| Type: | Package | 
| Title: | Functions for Simple a/B Split Test and Multi-Armed Bandit Analysis | 
| Version: | 0.5.1 | 
| Date: | 2022-06-028 | 
| Imports: | boot, gam (≥ 1.09) | 
| Author: | Thomas Lotze and Markus Loecher | 
| Maintainer: | Markus Loecher <markus.loecher@gmail.com> | 
| Description: | A set of functions for doing analysis of A/B split test data and web metrics in general. | 
| License: | GPL-3 | 
| NeedsCompilation: | no | 
| Repository: | CRAN | 
| Packaged: | 2022-06-28 16:06:35 UTC; loecherm | 
| Date/Publication: | 2022-06-29 11:20:12 UTC | 
Functions for simple A/B split test and multi-armed bandit analysis
Description
A set of functions for doing analysis of A/B split test data and web metrics in general.
Details
| Package: | bandit | 
| Type: | Package | 
| Title: | Functions for simple A/B split test and multi-armed bandit analysis | 
| Version: | 0.5.0 | 
| Date: | 2014-05-03 | 
| Imports: | boot, gam (>= 1.09) | 
| Author: | Thomas Lotze and Markus Loecher | 
| Maintainer: | Thomas Lotze <thomaslotze@thomaslotze.com> | 
| License: | GPL-3 | 
Author(s)
Thomas Lotze and Markus Loecher
best_binomial_bandit
Description
Compute the Bayesian probabilities for each arm being the best binomial bandit.
Usage
best_binomial_bandit(x, n, alpha=1, beta=1)
Arguments
| x | as in prop.test, a vector of the number of successes | 
| n | as in prop.test, a vector of the number of trials | 
| alpha | shape parameter alpha for the prior beta distribution. | 
| beta | shape parameter beta for the prior beta distribution. | 
Value
a vector of probabilities for each arm being the best binomial bandit; this can be used for future randomized allocation
Author(s)
Thomas Lotze <thomaslotze@thomaslotze.com> and Markus Loecher
References
Steven L. Scott, A modern Bayesian look at the multi-armed bandit, Appl. Stochastic Models Bus. Ind. 2010; 26:639-658. (http://www.economics.uci.edu/~ivan/asmb.874.pdf)
See Also
Examples
x=c(10,20,30,50)
n=c(100,102,120,130)
arm_probabilities = best_binomial_bandit(x,n)
print(arm_probabilities)
paste("The best arm is likely ", which.max(arm_probabilities), ", with ",
	round(100*max(arm_probabilities), 2), " percent probability of being the best.", sep="")
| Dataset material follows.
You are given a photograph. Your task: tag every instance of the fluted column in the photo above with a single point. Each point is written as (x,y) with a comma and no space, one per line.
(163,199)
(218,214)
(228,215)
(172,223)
best_binomial_bandit(c(2,20),c(100,1000))
best_binomial_bandit(c(2,20),c(100,1000), alpha = 2, beta = 5)
#quick look at the various shapes of the beta distribution as we change the shape params:
AlphaBeta = cbind(alpha=c(0.5,5,1,2,2),beta=c(0.5,1,3,2,5))
M = nrow(AlphaBeta)
y= matrix(0,100,ncol=M)
x = seq(0,1,length=100)
for (i in 1:M) y[,i] = dbeta(x,AlphaBeta[i,1],AlphaBeta[i,2])
matplot(x,y,type="l", ylim = c(0,3.5), lty=1, lwd=2)
param_strings = paste("a=", AlphaBeta[,"alpha"], ", b=", AlphaBeta[,"beta"], sep="")
legend("top", legend = param_strings, col=1:M, lty=1)
best_binomial_bandit_sim
Description
Compute the Bayesian probabilities for each arm being the best binomial bandit, using simulation.
Usage
best_binomial_bandit_sim(x, n, alpha = 1, beta = 1, ndraws = 5000)Arguments
| x | as in prop.test, a vector of the number of successes | 
| n | as in prop.test, a vector of the number of trials | 
| alpha | shape parameter alpha for the prior beta distribution. | 
| beta | shape parameter beta for the prior beta distribution. | 
| ndraws | number of random draws from the posterior | 
Value
a vector of probabilities for each arm being the best binomial bandit; this can be used for future randomized allocation
Author(s)
Thomas Lotze and Markus Loecher
References
Steven L. Scott, A modern Bayesian look at the multi-armed bandit, Appl. Stochastic Models Bus. Ind. 2010; 26:639-658.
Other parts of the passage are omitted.